Meta has announced the newest addition to its Llama family of generative AI models: Llama 3.3 70B.
In a post on X, Ahmad Al-Dahle, VP of generative AI at Meta, said that the text-only Llama 3.3 70B delivers the performance of Meta’s largest Llama model, Llama 3.1 405B, but more cheaply.
“By leveraging the latest advancements in post-training techniques … this model improves core performance at a significantly lower cost,” Al-Dahle said.
Ahmad Al-Dahle published a chart showing Llama 3.3 70B outperforming Google’s Gemini 1.5 Pro, OpenAI’s GPT-4o, and Amazon’s newly released Nova Pro on a number of industry benchmarks, including MMLU, which evaluates a model’s ability to understand and generate text. Via email, a Meta spokesperson said that the model should deliver improvements in areas like math, general knowledge, instruction following, and app use.
Llama 3.3 70B, which is available for download from the AI dev platform Hugging Face and other sources, including the official Llama website, is Meta’s latest play to dominate the AI field with “open” models that can be used and commercialized for a range of purposes.
Meta’s terms constrains how certain developers can use its Llama models; platforms with more than 700 million monthly users must request special permission from the company. But for many devs and companies, it’s immaterial that Llama models aren’t “open” in the strictest sense. According to Meta, its Llama models have racked up more than 650 million downloads.
Meta has leveraged Llama for its own ends, as well. Meta AI, the company’s AI assistant, which is powered entirely by Llama models, now has nearly 600 million monthly active users, according to an Instagram post by CEO Mark Zuckerberg on Friday. Zuckerberg claims that Meta AI is on track to be the most-used AI assistant in the world.
The open nature of Llama has been a blessing and curse for Meta.
In November, a report emerged that Chinese military researchers had used a Llama model to develop defense chatbot. Meta responded by making its Llama models available to U.S. defense partners.
Meta has also expressed concerns about its ability to comply with the AI Act, the EU law that establishes a legal and regulatory framework for AI — calling the law’s implementation “too unpredictable.” At issue for the company are related provisions in the GDPR, the EU’s privacy law, pertaining to AI training. Meta trains AI models on the public data of Instagram and Facebook users who haven’t opted out — data that in Europe is subject to GDPR guarantees.
EU regulators earlier this year requested that Meta halt training on European user data while they assessed the company’s GDPR compliance.
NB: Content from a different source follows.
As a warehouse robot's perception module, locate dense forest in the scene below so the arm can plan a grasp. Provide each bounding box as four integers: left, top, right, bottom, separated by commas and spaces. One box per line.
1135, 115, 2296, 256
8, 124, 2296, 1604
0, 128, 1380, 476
Meta relented, while at the same time endorsing an open letter calling for “a modern interpretation” of GDPR that doesn’t “reject progress.”
Meta, not immune to the technical challenges other AI labs are facing, is ramping up its compute infrastructure to train and serve future generations of Llama models. The company announced Wednesday that it would build a $10 billion AI data center in Louisiana — the largest AI data center it’s ever built.
Zuckerberg said on Meta’s Q4 earnings call in August that to train the next major set of Llama models, Llama 4, the company will need 10x more compute than what was needed to train Llama 3.
Training large language models can be a costly business. Meta’s capital expenditures rose nearly 33% to $8.5 billion in Q2 2024, from $6.4 billion a year earlier, driven by investments in servers, data centers and network infrastructure.